Entry Date:
November 23, 2016

A Collaborative Dataset Management Platform for Data Science

Principal Investigator Samuel Madden

Project Start Date September 2015

Project End Date
 August 2018


The rise of the Internet, smart phones, and wireless sensors has resulted in a vast trove of data about all aspects of our lives, from our social interactions to our personal preferences to our vital signs and medical records. Increasingly, "data science" teams want to collaboratively analyze these datasets, to understand trends and to extract actionable business, scientific, or social insights. Unfortunately, while there exist tools to support data analysis, much-needed underlying infrastructure and data management capabilities are missing. To this end, "DataHub", a collaborative platform for cleaning, storing, understanding, sharing, and publishing datasets, will be developed. DataHub will be a publicly accessible platform that will host private user datasets as well as public datasets retrieved from online sources. DataHub will serve as the common substrate for data science, freeing up end users from tedious dataset book-keeping tasks, and instead supporting them in their search for useful insights. DataHub will be deployed on a large scale at MIT; partnerships with organizations and groups from a variety of sectors will be leveraged upon to show benefits for real data scientists and to ensure that the proposed techniques meet real-world big data challenges. The curriculum development part of this project will lead to the training of new data scientists, and the project will also provide opportunities for graduate and undergraduate students to participate in research and learn how to do collaborative research.

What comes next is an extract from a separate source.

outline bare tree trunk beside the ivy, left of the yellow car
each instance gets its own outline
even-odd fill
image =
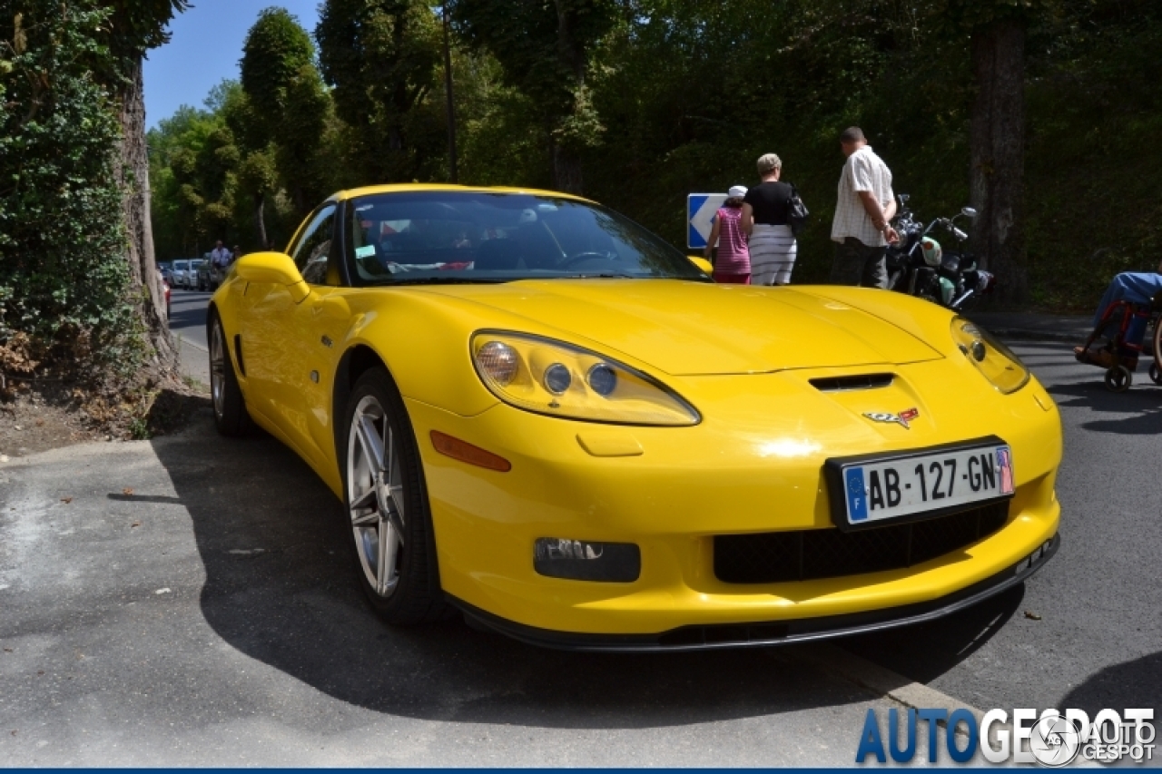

Unlike most systems that focus on improving performance or on supporting even more sophisticated analyses, DataHub will instead focus on simplifying and automating many fundamental book-keeping operations that are a pre-requisite to data science. Key features of DataHub will include: (1) a flexible, source code control-like versioning system for data, that efficiently branches, merges, and differences datasets; (2) new data ingest, cleaning, and wrangling tools designed to automate data cleaning process; (3) the ability to search for "related" tables and to integrate them into the analysis process; and (4) the ability to selectively share and collaborate on data sets across users and teams. Overall, DataHub will significantly reduce the amount of effort involved on the part of data scientists for preparing, analyzing, sharing, and managing data.